Depression: Let's talk
06 April 2017
Every year the World Health Organisation hold World Health Day to encourage a positive impact on people's health. This year's topic focuses on depression and opening up conversations about the condition with the slogan "Depression: Let's talk". To recognise World Health Day we asked Leeds Trinity University's Health Adviser, Lisa Green, to tell us about depression and the importance of talking about the condition.
Depression is an illness that affects people all over the world. It can happen to anybody, and can surface at any time. Statistics are showing that between 1990 and 2013 the number of people suffering from both depression and anxiety had increased by 50%, and that almost 10% of the world's population are affected by at least one of the conditions. At its very worst, depression can lead to suicide, and it is the second leading cause of death to impact 15 – 29 year olds.How do you know if you are depressed?
Symptoms of depression include feeling persistently sad, uninterested in your usual activities and unable to go about your daily work. These feelings will manifest every day and will last for at least 2 weeks.
Other symptoms can include:
- Lethargy, lack of motivation, loss of energy
- Sleeping more or insomnia
- Very low self-esteem
- Feeling worthless
- Suicidal ideation/Self-harm
If you feel like you are suffering from these symptoms, the first step is to accept that you may have depression and seek help. Talk to someone you trust and seek professional help and support, whether that is from your local mental health services or your GP. There are also charitable mental health organisations out there that you can call, such as Mind
It is important to remember that depression is treatable and people do recover. Treatments include talking therapies, antidepressant medication, or a combination of both. But whatever you, do not suffer alone.
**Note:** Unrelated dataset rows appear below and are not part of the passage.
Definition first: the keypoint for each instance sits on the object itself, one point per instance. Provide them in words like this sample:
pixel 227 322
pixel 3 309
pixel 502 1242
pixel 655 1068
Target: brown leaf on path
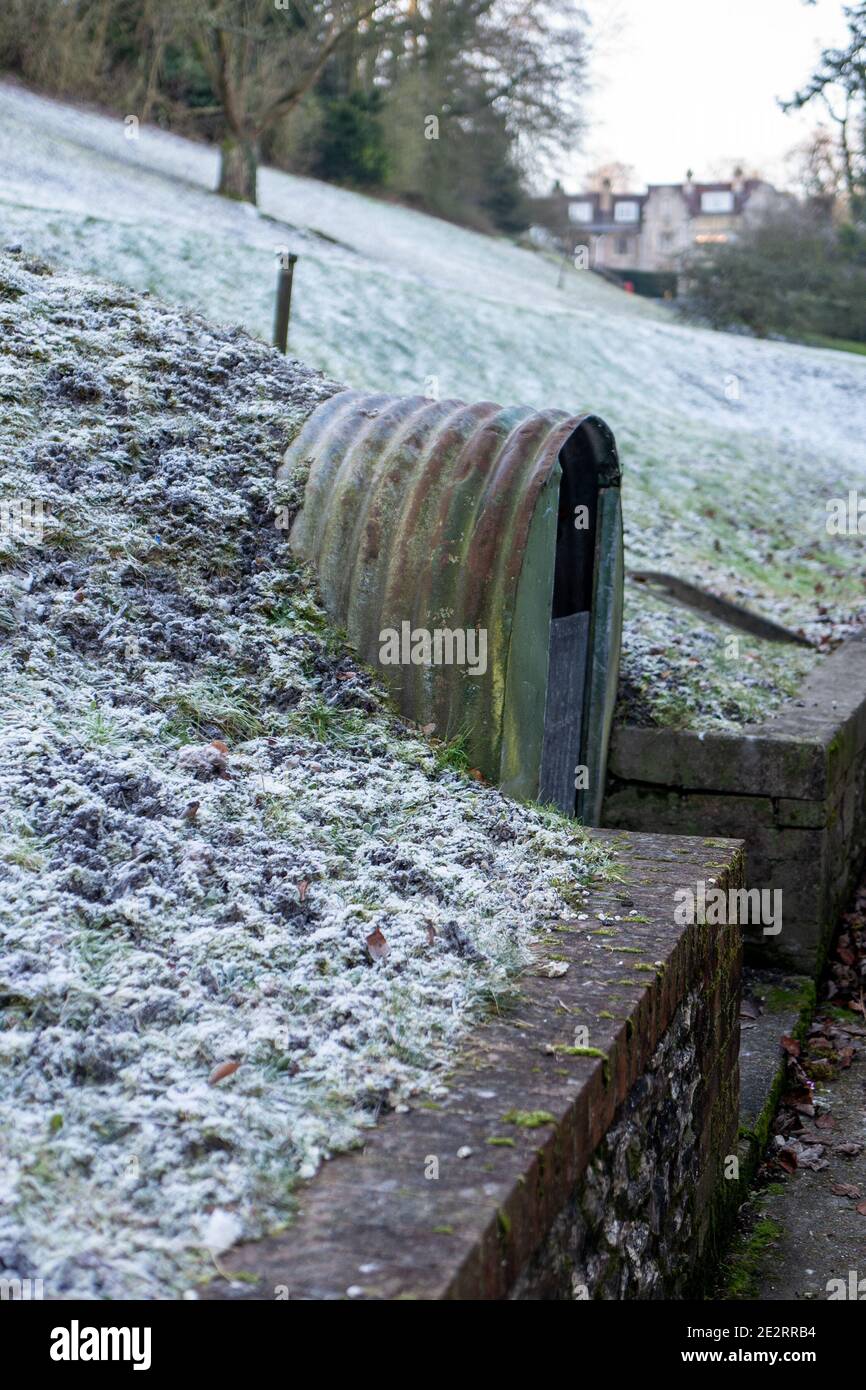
pixel 221 1072
pixel 377 945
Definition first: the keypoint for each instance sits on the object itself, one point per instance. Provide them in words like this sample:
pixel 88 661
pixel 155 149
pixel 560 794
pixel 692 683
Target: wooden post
pixel 284 299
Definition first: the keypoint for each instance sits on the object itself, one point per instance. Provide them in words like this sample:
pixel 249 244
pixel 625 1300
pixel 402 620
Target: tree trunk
pixel 238 167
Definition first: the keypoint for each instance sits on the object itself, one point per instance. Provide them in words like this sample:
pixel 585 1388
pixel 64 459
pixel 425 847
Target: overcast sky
pixel 692 84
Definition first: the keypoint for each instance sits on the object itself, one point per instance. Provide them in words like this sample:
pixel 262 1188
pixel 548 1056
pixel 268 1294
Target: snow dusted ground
pixel 206 811
pixel 731 448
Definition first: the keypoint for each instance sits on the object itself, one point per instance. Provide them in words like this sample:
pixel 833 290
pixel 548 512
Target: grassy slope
pixel 161 915
pixel 731 448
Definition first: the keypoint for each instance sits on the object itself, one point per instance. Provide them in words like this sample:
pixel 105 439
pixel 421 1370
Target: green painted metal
pixel 435 516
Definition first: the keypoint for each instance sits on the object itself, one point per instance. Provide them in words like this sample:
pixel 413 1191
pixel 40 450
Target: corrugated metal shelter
pixel 474 556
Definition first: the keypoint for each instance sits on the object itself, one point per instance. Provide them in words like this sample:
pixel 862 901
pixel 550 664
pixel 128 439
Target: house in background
pixel 651 232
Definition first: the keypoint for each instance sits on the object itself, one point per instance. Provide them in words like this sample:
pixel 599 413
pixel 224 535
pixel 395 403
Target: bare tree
pixel 838 82
pixel 262 57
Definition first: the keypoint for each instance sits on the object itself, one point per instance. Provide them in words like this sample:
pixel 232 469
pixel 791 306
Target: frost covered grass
pixel 207 809
pixel 731 448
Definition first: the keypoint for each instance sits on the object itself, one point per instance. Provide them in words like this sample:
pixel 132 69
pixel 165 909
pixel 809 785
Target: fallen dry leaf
pixel 377 945
pixel 221 1072
pixel 845 1190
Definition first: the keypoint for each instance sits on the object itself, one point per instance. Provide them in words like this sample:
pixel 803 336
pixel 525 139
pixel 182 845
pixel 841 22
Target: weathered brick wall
pixel 794 790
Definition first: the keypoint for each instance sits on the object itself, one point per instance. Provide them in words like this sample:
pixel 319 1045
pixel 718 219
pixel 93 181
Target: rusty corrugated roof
pixel 419 512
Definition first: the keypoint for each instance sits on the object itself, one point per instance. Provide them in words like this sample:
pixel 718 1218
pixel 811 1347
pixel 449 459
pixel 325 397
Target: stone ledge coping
pixel 798 755
pixel 373 1223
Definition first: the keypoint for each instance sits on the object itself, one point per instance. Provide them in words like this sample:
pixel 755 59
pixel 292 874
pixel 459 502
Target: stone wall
pixel 793 788
pixel 552 1169
pixel 630 1228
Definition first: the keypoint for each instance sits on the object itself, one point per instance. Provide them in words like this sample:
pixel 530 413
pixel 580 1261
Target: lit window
pixel 717 202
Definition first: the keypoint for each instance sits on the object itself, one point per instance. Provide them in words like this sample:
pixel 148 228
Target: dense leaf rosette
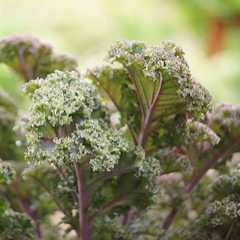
pixel 30 58
pixel 154 93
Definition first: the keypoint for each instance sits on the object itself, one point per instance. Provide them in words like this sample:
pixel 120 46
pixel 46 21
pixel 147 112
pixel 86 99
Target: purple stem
pixel 84 220
pixel 195 180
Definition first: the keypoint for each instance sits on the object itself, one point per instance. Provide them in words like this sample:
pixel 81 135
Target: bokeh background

What else can you do?
Find out more about the support available at Leeds Trinity.
- Remember that with the right support , recovery is achievable.
- Keep in touch with the people who are important to you and are there for you – having a support network will really help.
- Make sure you're exercising regularly! Whether that's walking, dancing, playing sport or evening going to yoga.
- Try and re-engage with the activities that you used to enjoy. Paint, draw, sing, play an instrument - evidence shows that doing activities that you enjoy can really have a positive impact on your mental wellbeing!
- Don't be hard on yourself. Depression is not your fault.
- Try and stick to a regular eating and sleeping pattern.
- Alcohol is a depressant so we would recommend that you stop drinking or cut your intake as much as possible.
- Don't set yourself unrealistic goals, recovery can take time.
- If you have any thoughts of suicide you must seek help straight away.